Con esa frase, el republicano reavivó una polémica que va mucho más allá de una simple declaración. La insinuación, dirigida al entorno del nuevo ayatolá iraní, no es un hecho aislado ni una ocurrencia improvisada ya que encaja en una estrategia histórica de los servicios de inteligencia estadounidenses.

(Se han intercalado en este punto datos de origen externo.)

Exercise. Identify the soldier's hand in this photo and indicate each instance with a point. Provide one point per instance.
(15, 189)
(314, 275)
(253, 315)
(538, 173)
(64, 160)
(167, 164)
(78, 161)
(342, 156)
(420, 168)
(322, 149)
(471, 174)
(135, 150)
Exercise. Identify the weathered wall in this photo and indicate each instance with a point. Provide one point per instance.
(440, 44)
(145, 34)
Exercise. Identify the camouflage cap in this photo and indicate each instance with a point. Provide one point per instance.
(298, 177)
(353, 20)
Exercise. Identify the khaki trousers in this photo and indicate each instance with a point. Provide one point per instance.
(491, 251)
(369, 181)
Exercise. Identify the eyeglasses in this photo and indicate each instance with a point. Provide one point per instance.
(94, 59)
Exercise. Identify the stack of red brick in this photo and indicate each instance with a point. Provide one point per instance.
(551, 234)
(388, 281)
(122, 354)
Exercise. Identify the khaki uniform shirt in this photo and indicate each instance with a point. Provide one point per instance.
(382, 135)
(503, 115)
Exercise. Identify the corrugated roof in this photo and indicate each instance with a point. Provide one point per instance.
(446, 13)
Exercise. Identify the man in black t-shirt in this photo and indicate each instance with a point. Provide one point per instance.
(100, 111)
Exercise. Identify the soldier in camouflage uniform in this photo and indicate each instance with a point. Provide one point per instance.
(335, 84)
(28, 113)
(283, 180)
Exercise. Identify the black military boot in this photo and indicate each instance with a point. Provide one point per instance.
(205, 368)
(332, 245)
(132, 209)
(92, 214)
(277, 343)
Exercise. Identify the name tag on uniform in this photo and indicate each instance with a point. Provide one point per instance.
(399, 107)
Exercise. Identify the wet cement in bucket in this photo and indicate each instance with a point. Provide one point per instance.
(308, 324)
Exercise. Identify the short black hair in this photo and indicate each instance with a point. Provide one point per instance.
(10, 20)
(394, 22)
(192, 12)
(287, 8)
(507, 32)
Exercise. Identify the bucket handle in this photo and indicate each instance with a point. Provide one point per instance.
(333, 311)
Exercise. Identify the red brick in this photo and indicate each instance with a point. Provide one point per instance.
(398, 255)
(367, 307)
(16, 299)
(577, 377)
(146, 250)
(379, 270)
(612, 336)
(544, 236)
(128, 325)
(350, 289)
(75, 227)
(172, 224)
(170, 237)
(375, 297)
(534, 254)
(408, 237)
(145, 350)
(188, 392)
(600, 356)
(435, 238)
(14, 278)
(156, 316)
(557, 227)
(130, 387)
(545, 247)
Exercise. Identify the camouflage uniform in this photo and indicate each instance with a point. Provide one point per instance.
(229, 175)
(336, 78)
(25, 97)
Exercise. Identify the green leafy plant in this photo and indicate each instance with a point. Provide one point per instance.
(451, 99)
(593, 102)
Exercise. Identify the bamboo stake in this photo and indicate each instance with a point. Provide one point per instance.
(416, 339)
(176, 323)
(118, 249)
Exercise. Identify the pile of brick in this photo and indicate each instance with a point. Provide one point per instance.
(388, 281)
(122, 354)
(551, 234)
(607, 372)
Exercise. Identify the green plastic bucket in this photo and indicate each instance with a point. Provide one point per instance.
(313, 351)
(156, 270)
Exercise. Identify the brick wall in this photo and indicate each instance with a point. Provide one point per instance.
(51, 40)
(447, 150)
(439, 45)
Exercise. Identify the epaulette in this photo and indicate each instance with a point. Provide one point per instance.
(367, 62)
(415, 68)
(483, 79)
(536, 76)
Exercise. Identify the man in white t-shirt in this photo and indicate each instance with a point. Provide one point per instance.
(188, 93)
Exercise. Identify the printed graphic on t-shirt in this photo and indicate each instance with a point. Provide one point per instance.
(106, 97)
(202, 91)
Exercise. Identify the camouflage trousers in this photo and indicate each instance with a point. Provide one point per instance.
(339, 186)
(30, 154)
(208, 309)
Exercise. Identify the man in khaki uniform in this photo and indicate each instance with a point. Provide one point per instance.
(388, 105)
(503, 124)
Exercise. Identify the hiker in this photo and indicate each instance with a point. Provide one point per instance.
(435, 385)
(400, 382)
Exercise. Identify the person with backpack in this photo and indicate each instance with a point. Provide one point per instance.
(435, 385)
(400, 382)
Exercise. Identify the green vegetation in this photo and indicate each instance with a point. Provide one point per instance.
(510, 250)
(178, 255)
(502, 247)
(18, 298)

Aunque suene sorprendente, la sexualidad ha sido durante décadas una herramienta política. Desde la Guerra Fría, los servicios de inteligencia de Estados Unidos han investigado de forma sistemática la vida íntima de líderes políticos, tanto enemigos como aliados y la homosexualidad, en particular, ha sido tratada como un elemento susceptible de ser utilizado para desacreditar públicamente.

A lo largo de los años, han salido a la luz numerosos informes en los que la CIA analizaba la supuesta orientación sexual de figuras internacionales. Muchos de ellos, según expertos, estaban basados en rumores, interpretaciones dudosas o directamente en especulaciones sin pruebas sólidas.

Desde el Gadafi hasta Arafat

El caso más extremo fue el de Sadam Hussein. Según reveló un exfuncionario estadounidense, aunque finalmente no se llevó a cabo, se llegó a estudiar la posibilidad de crear un vídeo de contenido homosexual y filtrarlo para perjudicar su imagen. Algo similar ocurrió con Muamar el Gadafi y su hijo ya que informes de inteligencia analizaban sus supuestas prácticas sexuales e incluso afirmaban haber encontrado material pornográfico gay en su domicilio.

Otro de los ejemplos más llamativos es el del expresidente de Cuba Raúl Castro. En uno de esos documentos se afirmaba: "Raúl Castro es un conocido homosexual, en 1959 fue sorprendido en el cuartel con Cubela mientras se hacían evidentes insinuaciones homosexuales".

En los años 90, la CIA investigó a Yaser Arafat por una red de cuentas bancarias y empresas ficticias valoradas en miles de millones de dólares, pero buena parte del foco se centró en su vida personal. En concreto, se dedicaron a determinar si mantenía relaciones con dos amantes hombres.

Durante décadas, estos informes hablaban de "desviaciones morales", un término heredado en la Guerra Fría que sigue protagonizando los ataques de la mismísima CIA contra diferentes líderes hasta día de hoy como ataque al ayatolá.